Certain politicians and leaders are looking to replicate the time when anyone different from themselves had no voice to fight them with and we are dangerously close to sliding backwards. We as compassionate humans must all declare these attempts absolutely unacceptable on all counts. This is the time to keep fighting, to hold strong to everything we have gained, and to keep pushing for more until every living soul is treated equally.
Not all men behave this way, and if you are one of the men out there who treats women with respect than we salute you; please keep it up! But this sexism is so ingrained in our culture that so many people don’t even realize their actions are hurtful because it has been deemed acceptable for so long.
Every single person needs to look deeper into their behavior and ask if they could do better, or if they can take a stand and stop it next time it happens. I myself have been guilty of letting this toxic thinking continue when I agreed women weren’t as good in certain areas because it made me feel I didn’t have to be lumped in with the stereotype. I have put another woman down for doing what makes her happy and being who she is because society has taught us we need to compete. I’m even more ashamed of this as I am of not standing up to the men seeking to exploit me; women have enough struggles without turning on each other and helping the world keep us down. We need to support each other and encourage others to be who they are, not judge them to feel better about ourselves. We need to focus on lifting other people up instead of holding them back, regardless of sex, race, religion, or any other detail of our humanness.
It’s equally important to keep educating boys and men to not only be tolerant and respectful to others, but to remind them it’s OK to feel their emotions and talk about them to help end this toxic masculinity that has been shoved down their throats since birth. Men are brought up to believe they are expected to act a certain way, to be manly and strong, and to never speak of “weak, emotional crap.” But somewhere in their manly teachings, many young men also learn that they are entitled to be in control of those around them, to seek out being the strongest man in the room at all costs.
There are many examples of this hyper-masculinity in both entertainment and real life; boys being taunted for being too girly or weak, the sensitive boy getting beat up for showing emotion and not taking it like a man, fathers who can’t relate to their sons because their father failed to talk to them honestly, and men who don’t understand how to respect others because they were never shown that kind of respect themselves.
But boys are not allowed to ‘just be boys’ when what they are doing is abusing or disrespecting other people, regardless of where they learned it or how many times they’ve gotten away with it.

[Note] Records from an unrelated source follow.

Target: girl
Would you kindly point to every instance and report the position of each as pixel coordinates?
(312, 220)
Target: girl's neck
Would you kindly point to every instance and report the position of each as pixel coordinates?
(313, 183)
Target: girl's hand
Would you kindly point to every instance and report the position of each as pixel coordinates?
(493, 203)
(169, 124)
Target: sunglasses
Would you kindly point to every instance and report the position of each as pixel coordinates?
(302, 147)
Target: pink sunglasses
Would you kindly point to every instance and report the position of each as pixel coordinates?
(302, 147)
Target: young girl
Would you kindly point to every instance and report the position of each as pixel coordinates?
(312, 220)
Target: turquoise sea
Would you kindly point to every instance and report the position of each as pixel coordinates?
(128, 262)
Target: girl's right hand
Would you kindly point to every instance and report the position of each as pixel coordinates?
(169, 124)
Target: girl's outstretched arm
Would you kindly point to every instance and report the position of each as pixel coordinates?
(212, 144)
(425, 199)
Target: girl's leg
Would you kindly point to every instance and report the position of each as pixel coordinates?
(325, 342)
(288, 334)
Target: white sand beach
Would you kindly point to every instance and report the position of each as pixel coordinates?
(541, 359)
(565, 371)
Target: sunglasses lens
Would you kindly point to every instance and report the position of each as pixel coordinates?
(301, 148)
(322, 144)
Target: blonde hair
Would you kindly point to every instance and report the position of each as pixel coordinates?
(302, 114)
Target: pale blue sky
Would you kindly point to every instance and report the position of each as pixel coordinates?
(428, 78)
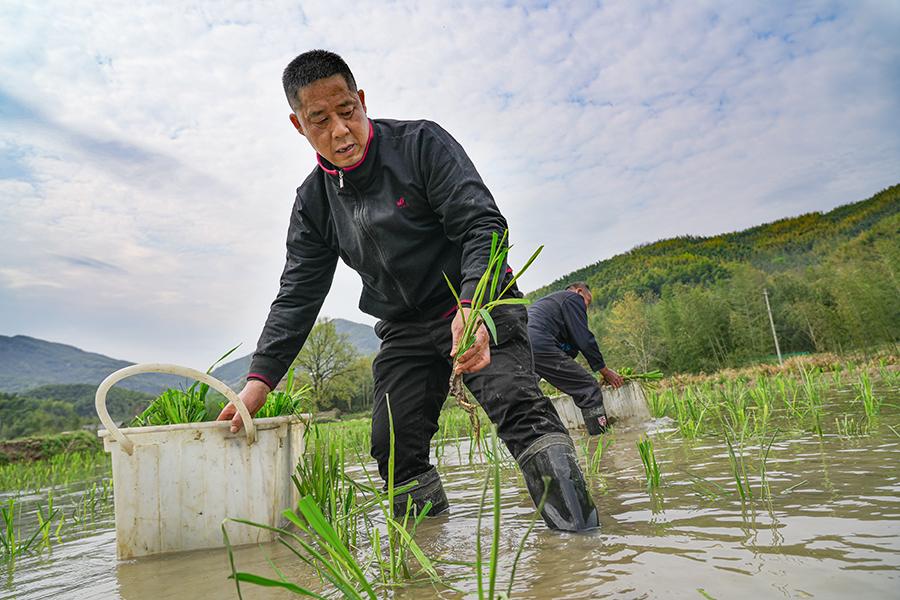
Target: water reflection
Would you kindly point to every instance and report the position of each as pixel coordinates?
(830, 528)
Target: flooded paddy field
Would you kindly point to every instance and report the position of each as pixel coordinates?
(819, 516)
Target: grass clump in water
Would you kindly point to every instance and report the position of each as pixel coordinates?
(648, 458)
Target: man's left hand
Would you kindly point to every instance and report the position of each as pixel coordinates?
(479, 355)
(612, 378)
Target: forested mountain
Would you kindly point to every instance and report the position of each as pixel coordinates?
(693, 303)
(27, 362)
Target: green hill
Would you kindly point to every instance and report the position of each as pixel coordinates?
(692, 303)
(27, 362)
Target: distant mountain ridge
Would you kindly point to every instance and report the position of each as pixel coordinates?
(793, 242)
(27, 363)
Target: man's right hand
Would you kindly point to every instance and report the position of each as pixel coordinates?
(253, 395)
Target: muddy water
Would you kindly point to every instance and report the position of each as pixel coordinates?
(830, 530)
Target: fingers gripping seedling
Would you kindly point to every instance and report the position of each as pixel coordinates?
(489, 294)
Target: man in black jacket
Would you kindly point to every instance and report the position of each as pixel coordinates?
(401, 203)
(558, 328)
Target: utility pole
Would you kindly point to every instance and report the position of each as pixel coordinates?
(772, 323)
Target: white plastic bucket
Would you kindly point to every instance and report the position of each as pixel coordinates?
(174, 484)
(626, 404)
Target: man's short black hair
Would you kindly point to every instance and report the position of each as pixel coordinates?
(579, 285)
(312, 66)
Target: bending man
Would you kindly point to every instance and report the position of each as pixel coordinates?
(558, 328)
(401, 203)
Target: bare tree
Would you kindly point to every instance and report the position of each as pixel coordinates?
(326, 358)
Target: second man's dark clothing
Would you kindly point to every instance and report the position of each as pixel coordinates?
(563, 373)
(558, 328)
(412, 370)
(558, 323)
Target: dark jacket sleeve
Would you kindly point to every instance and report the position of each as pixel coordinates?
(575, 316)
(462, 202)
(305, 281)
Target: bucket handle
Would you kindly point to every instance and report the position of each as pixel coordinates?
(127, 444)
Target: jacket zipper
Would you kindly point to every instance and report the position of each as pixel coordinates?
(358, 215)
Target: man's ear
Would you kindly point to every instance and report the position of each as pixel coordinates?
(296, 123)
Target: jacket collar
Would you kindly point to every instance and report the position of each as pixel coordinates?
(358, 172)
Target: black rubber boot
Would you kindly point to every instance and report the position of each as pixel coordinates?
(428, 487)
(568, 505)
(595, 420)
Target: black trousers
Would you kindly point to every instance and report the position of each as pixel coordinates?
(568, 376)
(412, 370)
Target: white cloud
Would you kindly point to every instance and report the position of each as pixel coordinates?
(154, 139)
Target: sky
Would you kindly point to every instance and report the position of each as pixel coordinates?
(148, 167)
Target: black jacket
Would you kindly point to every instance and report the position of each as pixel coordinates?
(412, 209)
(559, 322)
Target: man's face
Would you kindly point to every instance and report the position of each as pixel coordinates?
(333, 119)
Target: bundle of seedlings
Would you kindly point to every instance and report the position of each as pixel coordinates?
(488, 296)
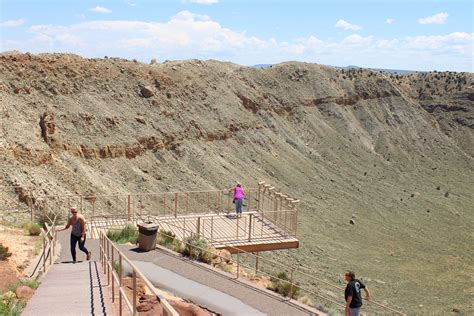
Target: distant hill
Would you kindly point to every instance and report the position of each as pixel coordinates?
(383, 164)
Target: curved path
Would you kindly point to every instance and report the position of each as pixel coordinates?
(71, 288)
(78, 289)
(217, 284)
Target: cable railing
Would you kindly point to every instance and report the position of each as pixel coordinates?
(48, 235)
(112, 260)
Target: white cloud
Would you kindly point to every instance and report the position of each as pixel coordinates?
(356, 39)
(439, 18)
(99, 9)
(206, 2)
(342, 24)
(188, 35)
(12, 23)
(130, 3)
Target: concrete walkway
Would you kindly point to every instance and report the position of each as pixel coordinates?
(71, 288)
(261, 300)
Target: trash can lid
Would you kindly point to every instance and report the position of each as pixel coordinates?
(148, 226)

Women are simply asking to be respected for who and what we are, and to be able to feel comfortable in our daily lives. We want to feel that no one will take advantage of us, overpower us, force anything on us, or violate us in any way, and we certainly cannot accept that younger generations of women may have to go through this as well. Mothers shouldn’t have to keep teaching their daughters not to walk alone at night, to never accept a drink she hasn’t seen poured, or to dress in a way that doesn’t incite a man to misbehave.
As a society, we cannot continue to let girls fear for their safety on a daily basis or keep shaming the victims of sexual and physical assault because it is easier than solving the actual problem.
Ignorance may be bliss (for some), but negligence, apathy, and the disregard of human rights is unacceptable. Now that we are all awake to the issue, if you are not part of the solution then you are part of the problem. Fight for the right of your daughters, and their daughters after them, to grow up knowing they are valid and safe.